La Cour de justice de l’Union européenne, par une décision rendue le 26 janvier 2012, précise la portée de l’accord-cadre sur le travail à durée déterminée. Une salariée a exercé les fonctions d’assistante de greffe durant onze années au moyen de treize contrats à durée déterminée conclus de manière successive. Ces engagements visaient exclusivement à assurer le remplacement de personnels absents bénéficiant de congés de maternité, de congés parentaux d’éducation ou de congés spéciaux. Le tribunal du travail de Cologne a d’abord rejeté la demande tendant à voir constater le caractère indéterminé de la relation de travail entre les parties. Le tribunal supérieur du travail du Land a ensuite confirmé cette décision, ce qui a provoqué l’introduction d’un recours devant la Cour fédérale du travail. La juridiction de renvoi demande si un besoin permanent en personnel de remplacement peut constituer une raison objective justifiant le renouvellement de contrats précaires. Le juge européen considère que la répétition de tels contrats est licite, mais il impose aux autorités nationales d’apprécier globalement l’existence d’un éventuel abus.
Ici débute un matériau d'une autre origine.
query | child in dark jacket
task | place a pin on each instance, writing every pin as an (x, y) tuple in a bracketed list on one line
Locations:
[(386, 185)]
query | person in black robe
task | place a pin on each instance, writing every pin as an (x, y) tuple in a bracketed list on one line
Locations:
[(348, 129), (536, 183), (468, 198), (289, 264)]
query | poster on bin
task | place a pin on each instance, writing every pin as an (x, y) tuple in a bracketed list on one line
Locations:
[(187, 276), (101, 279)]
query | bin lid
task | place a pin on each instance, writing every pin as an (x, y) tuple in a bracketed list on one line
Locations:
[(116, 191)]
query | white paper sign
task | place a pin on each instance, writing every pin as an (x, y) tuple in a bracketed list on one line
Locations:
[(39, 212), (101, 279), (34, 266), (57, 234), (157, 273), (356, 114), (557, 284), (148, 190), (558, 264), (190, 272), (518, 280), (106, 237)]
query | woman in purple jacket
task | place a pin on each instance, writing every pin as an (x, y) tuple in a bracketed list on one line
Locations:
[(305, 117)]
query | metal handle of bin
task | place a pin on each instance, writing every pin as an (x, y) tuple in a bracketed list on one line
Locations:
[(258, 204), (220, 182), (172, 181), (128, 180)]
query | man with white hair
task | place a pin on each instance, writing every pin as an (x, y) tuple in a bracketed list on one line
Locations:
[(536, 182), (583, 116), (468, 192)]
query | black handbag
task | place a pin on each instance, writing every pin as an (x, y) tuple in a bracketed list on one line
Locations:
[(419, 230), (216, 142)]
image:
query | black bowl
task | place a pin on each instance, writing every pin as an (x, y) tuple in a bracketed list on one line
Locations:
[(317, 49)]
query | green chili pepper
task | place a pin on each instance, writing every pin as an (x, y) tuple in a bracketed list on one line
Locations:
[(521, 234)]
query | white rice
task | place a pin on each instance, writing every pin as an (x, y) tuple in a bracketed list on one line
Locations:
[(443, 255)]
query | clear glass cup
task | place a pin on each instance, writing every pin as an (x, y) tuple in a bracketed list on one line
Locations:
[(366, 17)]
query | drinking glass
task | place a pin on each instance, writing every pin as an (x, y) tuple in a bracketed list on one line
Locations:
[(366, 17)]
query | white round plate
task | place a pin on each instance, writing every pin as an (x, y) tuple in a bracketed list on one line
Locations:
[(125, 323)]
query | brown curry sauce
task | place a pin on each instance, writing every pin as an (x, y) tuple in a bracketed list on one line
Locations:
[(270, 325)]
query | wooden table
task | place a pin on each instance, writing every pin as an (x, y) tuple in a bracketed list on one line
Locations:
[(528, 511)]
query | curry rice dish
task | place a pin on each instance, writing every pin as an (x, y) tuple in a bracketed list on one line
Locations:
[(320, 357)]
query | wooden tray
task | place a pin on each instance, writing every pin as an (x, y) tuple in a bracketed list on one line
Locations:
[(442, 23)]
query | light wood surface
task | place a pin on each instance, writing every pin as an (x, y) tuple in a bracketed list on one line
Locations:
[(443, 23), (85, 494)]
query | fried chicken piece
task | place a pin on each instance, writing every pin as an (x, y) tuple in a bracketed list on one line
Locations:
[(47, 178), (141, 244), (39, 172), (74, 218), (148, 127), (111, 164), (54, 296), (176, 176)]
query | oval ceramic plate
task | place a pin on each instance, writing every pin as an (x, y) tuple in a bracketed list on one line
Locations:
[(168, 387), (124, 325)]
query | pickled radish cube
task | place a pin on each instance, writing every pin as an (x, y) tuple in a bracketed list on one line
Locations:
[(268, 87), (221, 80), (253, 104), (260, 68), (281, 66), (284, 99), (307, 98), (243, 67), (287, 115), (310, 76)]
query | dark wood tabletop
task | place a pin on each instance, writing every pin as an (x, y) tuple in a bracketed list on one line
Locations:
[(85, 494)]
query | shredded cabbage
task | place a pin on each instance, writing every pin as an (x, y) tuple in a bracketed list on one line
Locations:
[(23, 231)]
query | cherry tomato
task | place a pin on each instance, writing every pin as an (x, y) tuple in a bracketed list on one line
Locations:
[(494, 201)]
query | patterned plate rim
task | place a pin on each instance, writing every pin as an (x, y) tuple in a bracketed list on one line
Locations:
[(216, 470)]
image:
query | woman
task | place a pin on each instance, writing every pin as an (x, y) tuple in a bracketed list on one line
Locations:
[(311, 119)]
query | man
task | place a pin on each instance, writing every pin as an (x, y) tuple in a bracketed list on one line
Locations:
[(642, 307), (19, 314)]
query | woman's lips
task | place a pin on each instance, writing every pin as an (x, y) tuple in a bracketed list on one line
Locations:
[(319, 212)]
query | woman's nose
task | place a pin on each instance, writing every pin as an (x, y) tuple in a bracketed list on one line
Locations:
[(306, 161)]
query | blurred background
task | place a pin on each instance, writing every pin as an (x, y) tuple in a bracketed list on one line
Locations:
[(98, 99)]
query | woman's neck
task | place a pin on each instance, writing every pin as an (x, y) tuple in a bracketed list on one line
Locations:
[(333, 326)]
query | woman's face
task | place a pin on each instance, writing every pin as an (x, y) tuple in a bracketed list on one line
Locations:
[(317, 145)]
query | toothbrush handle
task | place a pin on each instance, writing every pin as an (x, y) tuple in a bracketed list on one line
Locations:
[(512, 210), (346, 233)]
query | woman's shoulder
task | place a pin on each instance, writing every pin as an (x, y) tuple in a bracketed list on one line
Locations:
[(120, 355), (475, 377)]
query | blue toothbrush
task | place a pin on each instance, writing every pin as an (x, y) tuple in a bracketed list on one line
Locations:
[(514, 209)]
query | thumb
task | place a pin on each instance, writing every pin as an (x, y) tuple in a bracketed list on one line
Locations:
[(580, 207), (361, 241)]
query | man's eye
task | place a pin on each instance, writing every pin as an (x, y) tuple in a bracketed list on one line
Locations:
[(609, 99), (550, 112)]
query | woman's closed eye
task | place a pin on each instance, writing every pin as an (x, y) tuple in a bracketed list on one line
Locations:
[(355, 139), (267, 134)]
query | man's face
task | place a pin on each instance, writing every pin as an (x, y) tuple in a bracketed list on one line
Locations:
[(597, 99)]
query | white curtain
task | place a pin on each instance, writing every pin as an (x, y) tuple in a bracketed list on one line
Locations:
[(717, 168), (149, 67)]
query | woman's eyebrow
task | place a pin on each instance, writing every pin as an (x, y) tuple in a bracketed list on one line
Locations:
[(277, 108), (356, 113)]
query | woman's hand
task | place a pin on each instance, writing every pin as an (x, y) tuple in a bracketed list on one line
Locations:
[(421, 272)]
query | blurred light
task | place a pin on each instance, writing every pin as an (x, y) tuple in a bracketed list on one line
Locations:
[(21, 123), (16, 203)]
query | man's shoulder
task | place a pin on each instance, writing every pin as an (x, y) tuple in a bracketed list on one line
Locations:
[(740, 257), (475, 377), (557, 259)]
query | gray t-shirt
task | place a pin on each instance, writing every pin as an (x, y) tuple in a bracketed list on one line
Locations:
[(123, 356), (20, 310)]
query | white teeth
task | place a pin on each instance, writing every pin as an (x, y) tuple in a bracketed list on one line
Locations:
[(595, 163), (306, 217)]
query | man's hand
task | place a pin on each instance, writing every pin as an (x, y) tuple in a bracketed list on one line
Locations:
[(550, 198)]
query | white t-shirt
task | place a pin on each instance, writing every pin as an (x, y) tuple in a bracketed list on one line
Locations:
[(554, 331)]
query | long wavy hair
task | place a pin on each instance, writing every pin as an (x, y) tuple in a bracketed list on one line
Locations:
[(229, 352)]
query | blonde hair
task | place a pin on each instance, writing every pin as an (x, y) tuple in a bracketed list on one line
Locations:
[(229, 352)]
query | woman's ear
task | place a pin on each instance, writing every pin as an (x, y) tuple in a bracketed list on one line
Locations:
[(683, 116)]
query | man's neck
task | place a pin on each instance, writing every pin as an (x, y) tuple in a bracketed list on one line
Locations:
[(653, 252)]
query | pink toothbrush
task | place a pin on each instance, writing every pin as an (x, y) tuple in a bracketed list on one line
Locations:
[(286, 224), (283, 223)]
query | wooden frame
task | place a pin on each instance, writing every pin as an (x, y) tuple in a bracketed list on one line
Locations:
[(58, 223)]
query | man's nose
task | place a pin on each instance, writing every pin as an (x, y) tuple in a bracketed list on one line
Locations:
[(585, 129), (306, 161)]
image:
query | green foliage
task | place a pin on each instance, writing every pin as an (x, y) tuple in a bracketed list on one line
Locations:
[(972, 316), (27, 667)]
I. La consécration du remplacement temporaire comme justification objective
A. La validité intrinsèque du motif de remplacement du personnel
Le juge souligne que « le remplacement temporaire d’un autre salarié afin de satisfaire des besoins provisoires de l’employeur peut constituer une raison objective ». Cette solution permet aux administrations de gérer les absences inévitables liées aux congés de santé ou aux obligations familiales des agents titulaires d’un poste. Le caractère déterminé de la durée du contrat répond ainsi à une carence momentanée en main-d’œuvre tout en garantissant le retour futur du salarié remplacé. La légitimité de ce motif est renforcée lorsqu’il s’inscrit dans une politique sociale visant à faciliter la conciliation entre la vie professionnelle et la famille. Les mesures de protection de la maternité et du congé parental constituent en effet des objectifs sociaux reconnus par le droit de l’Union européenne.
B. L’admission d’un besoin de remplacement structurellement permanent
La Cour affirme que « le seul fait qu’un employeur soit obligé de recourir à des remplacements temporaires de manière récurrente n’implique pas l’absence de raison objective ». Un besoin permanent de personnel n’exclut pas que chaque contrat, pris individuellement, conserve un objet temporaire lié à l’indisponibilité précise d’un agent de l’entité. L’employeur dispose d’une marge d’appréciation pour organiser ses services et n’est pas tenu de constituer une réserve de personnel sous contrat à durée indéterminée. Une telle exigence automatique dépasserait les objectifs de l’accord-cadre et méconnaîtrait la liberté de gestion reconnue aux autorités des États membres dans ce secteur. La régularité des besoins de remplacement au sein des grandes structures administratives ne suffit donc pas à rendre illicite l’usage successif de contrats de travail précaires.
II. La prévention des abus par une appréciation globale de la situation
A. Le contrôle nécessaire de la réalité du besoin provisoire
Les autorités compétentes doivent vérifier que le renouvellement des contrats ne sert pas en réalité à satisfaire des besoins permanents et durables de l’employeur. Le juge européen rappelle que l’utilisation de relations de travail à durée déterminée pour couvrir des besoins structurels n’est pas justifiée au sens de l’accord-cadre. Il incombe aux juridictions nationales d’examiner si l’application concrète de la loi répond effectivement à un besoin véritable et s’avère nécessaire pour atteindre l’objectif affiché. Une disposition nationale ne saurait autoriser de manière générale et abstraite le recours à des contrats successifs sans permettre de dégager des critères de contrôle transparents. Cette exigence de proportionnalité garantit que le recours au contrat de travail à durée indéterminée reste la forme générale des relations de travail entre les parties.
B. L’incidence de la durée cumulée des contrats sur la qualification de l’abus
Le juge impose de « prendre en compte toutes les circonstances de la cause, y compris le nombre et la durée cumulée des contrats conclus dans le passé ». La répétition exceptionnelle de treize contrats sur une période de onze ans peut constituer un indice sérieux révélant un usage abusif de la précarité. L’existence d’une telle chaîne contractuelle oblige le juge national à une vigilance accrue lors de l’examen des motifs invoqués pour justifier le dernier renouvellement. Cette approche globale permet de sanctionner les détournements de procédure lorsque les prestations requises ne correspondent plus à une simple nécessité de remplacement à court terme. La protection des travailleurs contre la précarisation impose une analyse concrète de l’historique de la relation contractuelle afin de préserver l’effet utile de la directive européenne.